Lot n° 163

BEAUVOIR Simone de (1908-1986). — 2 L.A.S. « Votre charmant castor », [Espagne 13-14 et 30 juillet 1954], à Jean-Paul SARTRE ; 6 pages in-4 et 2 pages oblong in-8, et 5 pages et demie in-4, enveloppes.

Estimation : 1000 - 1200
Adjudication : 5 200 €
Description
Lettres à Sartre pendant un voyage en Espagne.

[Du 9 juillet au 12 août 1954, Simone de Beauvoir est partie avec Jacques Lanzmann en Espagne, alors que Sartre se repose en Italie avec Michelle Vian, après un accident de santé.]
Mardi [13] et Mercredi 14. Elle raconte au « Cher petit vous autre » (en évoquant les souvenirs de précédents séjours avec Sartre) le voyage, qui a commencé par les gorges du Tarn, puis Perpignan, Cadaquès, Figueras, Gérone : « nous avons visité la cathédrale, superbe, avec une immense nef unique, au bout d'un escalier monumental. Nous avons même un peu écouté la messe, dite par cinq curés et chantée par dix autres.
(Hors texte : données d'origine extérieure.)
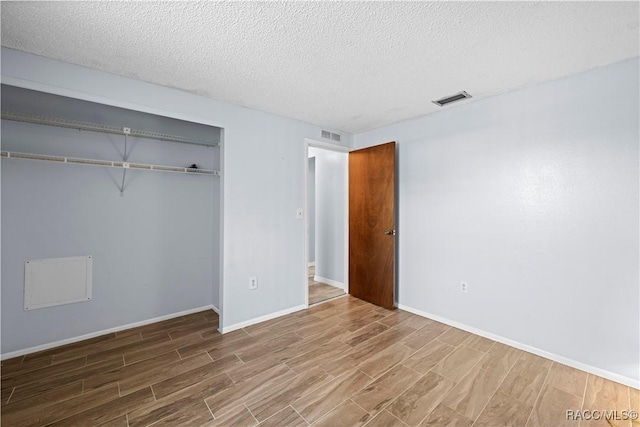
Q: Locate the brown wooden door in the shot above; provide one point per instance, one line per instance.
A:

Petits cloîtres, petites églises, belles places, beaux remparts, Gérone est une vraie merveille »...
Puis c'est Barcelone : les Ramblas grouillant de monde, le Barrio Chino, cabarets le soir. « Ce matin L. travaille pendant que je vous écris. [...] C'est dur de trouver le temps de travailler, mais on y arrive »... L'impression joyeuse se dissipe après une visite de « quartiers misérables »... « Le paradoxe c'est que le plaisant de Barcelone vient de ce que les gens sont si sympathiques - mais que ça semble d'autant plus dégoûtant qu'on les laisse vivre dans cette ordure »... Dîner au Tibidabo « chez les riches, dans un jardin illuminé et on s'est bien diverti à les regarder »... Elle recommande au « cher petit vous autre » de bien se reposer. « Je pense tout le temps à vous mais je ne fais plus de cauchemar et j'espère que j'ai raison »... (Au dos de l'enveloppe adressée à Rome, notes et signatures de Sartre).
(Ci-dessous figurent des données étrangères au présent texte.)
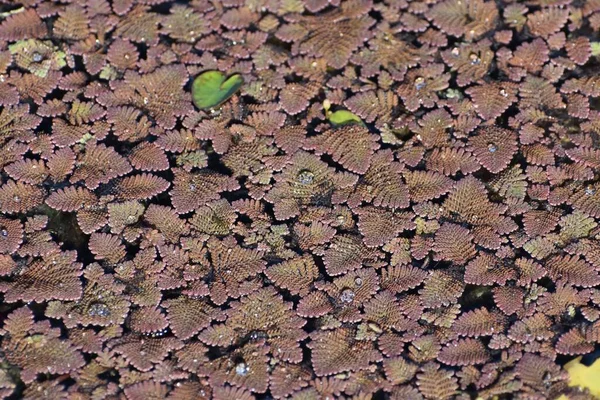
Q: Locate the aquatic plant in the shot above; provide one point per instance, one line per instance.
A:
(320, 199)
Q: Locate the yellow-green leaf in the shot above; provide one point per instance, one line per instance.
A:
(212, 88)
(343, 117)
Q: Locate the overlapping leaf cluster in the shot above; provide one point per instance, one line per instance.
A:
(445, 247)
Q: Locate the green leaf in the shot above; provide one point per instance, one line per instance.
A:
(211, 88)
(343, 117)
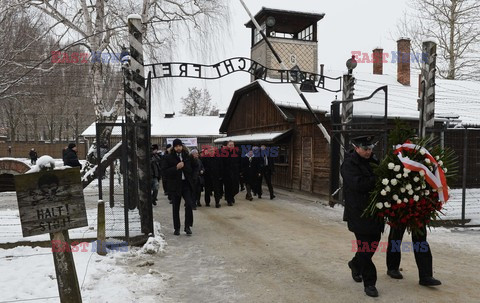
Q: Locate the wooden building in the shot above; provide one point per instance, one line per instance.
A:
(254, 117)
(273, 114)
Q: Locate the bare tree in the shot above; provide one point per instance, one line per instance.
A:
(198, 103)
(102, 28)
(455, 25)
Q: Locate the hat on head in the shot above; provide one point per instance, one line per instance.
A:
(364, 141)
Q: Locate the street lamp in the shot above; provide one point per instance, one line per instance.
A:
(351, 64)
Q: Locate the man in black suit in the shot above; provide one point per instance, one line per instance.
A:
(423, 256)
(358, 181)
(213, 175)
(177, 169)
(267, 169)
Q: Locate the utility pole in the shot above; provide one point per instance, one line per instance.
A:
(427, 87)
(76, 128)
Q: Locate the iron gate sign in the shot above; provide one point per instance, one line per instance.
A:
(189, 142)
(240, 64)
(50, 201)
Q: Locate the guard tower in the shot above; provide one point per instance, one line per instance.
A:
(293, 36)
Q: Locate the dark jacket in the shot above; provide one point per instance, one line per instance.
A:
(251, 169)
(33, 155)
(358, 181)
(173, 176)
(197, 171)
(270, 167)
(231, 168)
(156, 165)
(70, 158)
Vendredi [30]. Elle est à Séville (Sartre à Capri) : « c'est toujours l'enchantement d'être en Espagne ». Avant de quitter Grenade, arrêt à l'endroit « où Boabdil regarda pour la dernière fois Grenade en pleurant ». Ils passent deux jours à travailler dans « une chambre sur une petite plage déserte » près de Malaga, assistant à une course de taureaux à la Linea près de « Gil Braltar ». Puis c'est Tarifa, Cadix, Ronda, avant d'arriver à Séville : « L'Alcazar ne mérite pas qu'on le visite, mais la Cathédrale est belle et surtout la Giralda. Mais l'essentiel ce sont les rues ». Dans l'Alameda, « les bars sont pleins de putains, monstrueuses ou charmantes, très misérables, avec des fleurs dans les cheveux » ; une petite les emmène dans un salon de danse : « Ensuite elle m'a supplié de l'emmener comme bonne à Paris »... Etc.